Learning to appreciate the lessons of all seasons
by Jennifer Lendvai-Lintner
[Image description: The author's 18-month-old daughter Hilde is bundled for the cold in a puffy winter bunting. It's black with white polka dots. Hilde's face looks less than thrilled. She is lying on a play mat with a toy visible in the upper right corner.]
In 2015 I decided I was done with cold weather. Being cooped up in the house with two under five, struggling with layers, warming the car, jackets on to get to the car, jackets off to get into carseats, jackets back on to walk into wherever we were going… all this rigamarole was not for me. That winter (and the winter before) we were iced in for months. A few feet of snow was followed by icy rain that froze our backyard into a solid, arctic tundra. The formidable layer of ice also made the sidewalks in my neighborhood impassible. Even if we bundled up to brave the elements, there wasn’t anywhere we could safely go. This frigid season I could do without. Surely, a warmer climate would be better. My husband Géza and I were open to relocating anywhere up or down the eastern seaboard, and I was rooting that we go SOUTH. Soon it would prove to be a ‘careful what you wish for’ scenario. When an opportunity did present itself, it was miraculously in a much more temperate climate. It was also on the other side of the country.
Southern California living is pretty grand for a young family. Sitting at the playground mid-January with my feet in warm sand was quite a treat. No longer cooped up, we could walk, bike, and explore outdoors year-round. Getting outside has always been a cure-all for me, so southern California was a dream.
Though I enjoyed this mom-friendly climate, I noticed a curious side effect. This eternal summer lacked the indicators I recognized, and it was throwing me off. My first autumn in the San Fernando Valley, I couldn’t bring myself to put out any fall decor. For five years, I stubbornly refused to pick apples, a beloved fall tradition. For me, that autumnal activity called for a sweater and scarf, a steaming beverage in hand. I couldn’t engage in it wearing a tank top and sunscreen while sweltering in 90-degree heat; it just seemed wrong.
Despite loving elements of this sunny lifestyle, I hadn’t anticipated how ingrained the seasons as I knew them were to my bearings. I found it difficult to acclimate without the distinct natural rhythms I had known all my life. To this northerner, the Southern California variety were too muted by comparison. Raised on seasons that were loud and distinct like a marching band, I found myself missing the cues to which I was accustomed. In California, the months blended together beautifully smooth and mellow like notes from a string quartet. I found I yearned for the cacophony.
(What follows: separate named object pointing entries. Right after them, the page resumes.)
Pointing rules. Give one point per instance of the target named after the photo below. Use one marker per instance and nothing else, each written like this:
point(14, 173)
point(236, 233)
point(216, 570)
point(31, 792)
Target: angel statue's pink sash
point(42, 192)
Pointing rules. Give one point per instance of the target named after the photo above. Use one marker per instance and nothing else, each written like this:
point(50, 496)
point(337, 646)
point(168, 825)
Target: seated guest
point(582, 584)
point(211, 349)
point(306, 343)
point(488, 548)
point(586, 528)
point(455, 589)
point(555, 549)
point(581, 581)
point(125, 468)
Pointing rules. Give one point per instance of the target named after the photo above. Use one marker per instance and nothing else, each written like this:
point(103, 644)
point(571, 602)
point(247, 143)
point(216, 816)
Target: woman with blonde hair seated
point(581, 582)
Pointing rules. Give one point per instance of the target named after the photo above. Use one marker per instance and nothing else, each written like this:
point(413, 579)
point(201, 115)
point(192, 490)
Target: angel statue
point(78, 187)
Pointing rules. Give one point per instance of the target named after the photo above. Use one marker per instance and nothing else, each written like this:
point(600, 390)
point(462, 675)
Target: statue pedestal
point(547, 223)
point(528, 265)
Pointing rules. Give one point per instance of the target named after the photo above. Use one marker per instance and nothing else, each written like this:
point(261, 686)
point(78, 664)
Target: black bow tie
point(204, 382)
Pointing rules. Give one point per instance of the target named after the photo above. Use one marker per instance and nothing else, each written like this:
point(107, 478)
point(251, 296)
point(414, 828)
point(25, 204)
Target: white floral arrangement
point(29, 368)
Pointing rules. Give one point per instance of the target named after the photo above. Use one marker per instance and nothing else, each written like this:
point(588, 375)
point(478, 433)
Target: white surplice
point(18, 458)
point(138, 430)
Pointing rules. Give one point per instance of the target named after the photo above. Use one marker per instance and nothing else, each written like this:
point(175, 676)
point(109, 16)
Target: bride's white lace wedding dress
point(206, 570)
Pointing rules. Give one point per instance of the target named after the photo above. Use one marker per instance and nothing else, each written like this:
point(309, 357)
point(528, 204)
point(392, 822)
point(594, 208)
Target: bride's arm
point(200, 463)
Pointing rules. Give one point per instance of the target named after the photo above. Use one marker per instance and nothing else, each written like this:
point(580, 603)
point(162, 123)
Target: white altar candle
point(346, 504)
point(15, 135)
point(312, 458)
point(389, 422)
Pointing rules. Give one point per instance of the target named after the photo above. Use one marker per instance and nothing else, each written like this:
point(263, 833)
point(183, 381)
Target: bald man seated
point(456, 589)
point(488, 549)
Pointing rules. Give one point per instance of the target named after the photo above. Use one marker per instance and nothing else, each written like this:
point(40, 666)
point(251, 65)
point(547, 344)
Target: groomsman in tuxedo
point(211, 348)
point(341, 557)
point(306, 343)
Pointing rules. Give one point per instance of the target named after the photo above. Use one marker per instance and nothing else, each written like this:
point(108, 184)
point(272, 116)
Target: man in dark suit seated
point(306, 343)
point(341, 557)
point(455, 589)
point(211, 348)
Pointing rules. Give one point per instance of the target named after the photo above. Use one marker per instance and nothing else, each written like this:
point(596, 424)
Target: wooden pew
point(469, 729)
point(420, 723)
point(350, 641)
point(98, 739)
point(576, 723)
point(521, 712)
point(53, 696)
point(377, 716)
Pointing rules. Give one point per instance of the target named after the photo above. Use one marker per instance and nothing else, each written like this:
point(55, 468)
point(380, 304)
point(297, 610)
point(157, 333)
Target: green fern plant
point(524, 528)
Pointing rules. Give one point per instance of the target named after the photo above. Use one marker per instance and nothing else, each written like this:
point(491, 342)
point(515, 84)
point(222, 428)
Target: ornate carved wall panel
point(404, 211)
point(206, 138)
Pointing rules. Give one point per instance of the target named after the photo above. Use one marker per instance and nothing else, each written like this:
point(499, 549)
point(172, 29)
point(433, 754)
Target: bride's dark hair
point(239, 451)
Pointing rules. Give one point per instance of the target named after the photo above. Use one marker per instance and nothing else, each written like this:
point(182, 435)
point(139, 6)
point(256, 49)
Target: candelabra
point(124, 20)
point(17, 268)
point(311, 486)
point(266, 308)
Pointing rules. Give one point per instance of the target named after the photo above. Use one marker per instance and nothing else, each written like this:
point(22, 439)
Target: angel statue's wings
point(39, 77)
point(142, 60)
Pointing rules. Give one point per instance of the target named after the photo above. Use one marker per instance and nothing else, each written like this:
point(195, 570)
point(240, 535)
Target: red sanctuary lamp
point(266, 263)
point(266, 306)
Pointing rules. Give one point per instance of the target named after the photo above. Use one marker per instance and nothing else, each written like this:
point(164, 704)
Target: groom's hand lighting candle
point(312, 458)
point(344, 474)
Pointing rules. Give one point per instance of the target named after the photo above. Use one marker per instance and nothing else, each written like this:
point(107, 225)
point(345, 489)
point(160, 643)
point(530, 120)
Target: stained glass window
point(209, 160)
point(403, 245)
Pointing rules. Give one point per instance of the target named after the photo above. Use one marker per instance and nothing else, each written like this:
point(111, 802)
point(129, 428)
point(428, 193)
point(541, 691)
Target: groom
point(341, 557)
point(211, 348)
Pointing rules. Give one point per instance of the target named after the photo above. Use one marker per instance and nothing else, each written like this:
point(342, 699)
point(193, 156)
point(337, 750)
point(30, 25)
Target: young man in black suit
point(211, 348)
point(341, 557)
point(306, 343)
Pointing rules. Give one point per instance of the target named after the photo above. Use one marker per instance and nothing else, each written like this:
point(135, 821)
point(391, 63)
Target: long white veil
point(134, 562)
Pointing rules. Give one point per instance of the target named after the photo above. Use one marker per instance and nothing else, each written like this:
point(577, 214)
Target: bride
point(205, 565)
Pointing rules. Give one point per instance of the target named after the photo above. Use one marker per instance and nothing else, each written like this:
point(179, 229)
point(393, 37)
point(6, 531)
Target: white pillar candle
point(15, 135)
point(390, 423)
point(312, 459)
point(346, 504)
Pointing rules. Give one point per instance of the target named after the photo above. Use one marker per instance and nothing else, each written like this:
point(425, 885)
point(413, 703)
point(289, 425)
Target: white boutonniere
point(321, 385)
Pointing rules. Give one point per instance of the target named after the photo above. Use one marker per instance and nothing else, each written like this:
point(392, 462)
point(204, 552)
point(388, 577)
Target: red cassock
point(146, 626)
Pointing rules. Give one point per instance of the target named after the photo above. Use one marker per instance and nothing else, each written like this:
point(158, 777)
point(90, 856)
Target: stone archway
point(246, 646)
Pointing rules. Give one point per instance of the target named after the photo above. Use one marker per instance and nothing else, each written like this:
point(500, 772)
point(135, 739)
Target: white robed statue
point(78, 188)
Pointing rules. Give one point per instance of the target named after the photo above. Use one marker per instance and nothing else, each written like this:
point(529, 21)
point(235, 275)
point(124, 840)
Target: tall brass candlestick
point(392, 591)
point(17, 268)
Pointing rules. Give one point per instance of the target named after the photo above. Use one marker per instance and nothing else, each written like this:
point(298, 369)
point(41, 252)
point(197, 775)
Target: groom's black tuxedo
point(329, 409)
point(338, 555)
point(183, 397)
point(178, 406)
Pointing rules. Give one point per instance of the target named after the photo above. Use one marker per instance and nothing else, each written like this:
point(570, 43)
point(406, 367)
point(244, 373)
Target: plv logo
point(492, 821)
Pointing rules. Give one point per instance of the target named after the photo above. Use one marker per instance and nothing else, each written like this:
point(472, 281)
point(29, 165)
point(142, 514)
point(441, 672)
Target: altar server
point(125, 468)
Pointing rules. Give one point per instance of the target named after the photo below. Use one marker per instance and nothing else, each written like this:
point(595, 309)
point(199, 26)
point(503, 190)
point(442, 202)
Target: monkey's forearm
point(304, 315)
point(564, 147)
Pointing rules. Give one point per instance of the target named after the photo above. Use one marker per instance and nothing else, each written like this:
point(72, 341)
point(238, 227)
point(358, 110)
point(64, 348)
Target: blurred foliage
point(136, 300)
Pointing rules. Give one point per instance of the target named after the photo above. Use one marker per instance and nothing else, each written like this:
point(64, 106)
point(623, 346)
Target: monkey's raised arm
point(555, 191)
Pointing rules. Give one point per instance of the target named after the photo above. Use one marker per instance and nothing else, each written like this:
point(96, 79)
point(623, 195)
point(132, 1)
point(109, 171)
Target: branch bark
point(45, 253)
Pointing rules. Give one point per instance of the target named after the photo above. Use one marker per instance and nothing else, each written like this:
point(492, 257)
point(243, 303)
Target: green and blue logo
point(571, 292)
This shouldn’t have surprised me. After all, I know I’m a person who tends to get stuck thinking circumstances, usually the tough ones, will last forever. Thankfully, life isn’t like that. It’s not all soft spring, lazy summer or spectacular autumn blazing, and so it’s not all harsh winter, either. Life has figurative seasons—some peaceful and easy, some grueling, and most landing somewhere in between. Sometimes we’ll have to bundle up, bear the cold, maybe hibernate for a little while, but that won’t last forever. On a fundamental level, the literal seasons reassure me of life’s natural ebb and flow.
Now that we’ve relocated back east, I’ve found a true appreciation for every season—even austere winter and all its irksome layers. This year I’ve been an eager witness to those changes outside my windows. The woods that back my home vividly differentiate the year’s intervals. Verdant foliage of established summer with a spark gave way to burnished autumn. The woods withered to brown as they succumbed to winter, branches a gnarled tangle scratching against a bleak sky. I relished how even in bitter winter there were days when quiet snow blanketed the woods in ethereal white. Today, on the brink of spring, buds are just beginning to peek, reddish and palest green beacons of sunny days ahead. Now there’s a sense of accomplishment that comes with spring because it feels earned.
I’ve come to appreciate each season for what it is. There’s beauty and purpose in each. I guess I also have to accept that, at least when it comes to seasons, I’m clearly a crashing cymbals kind of girl.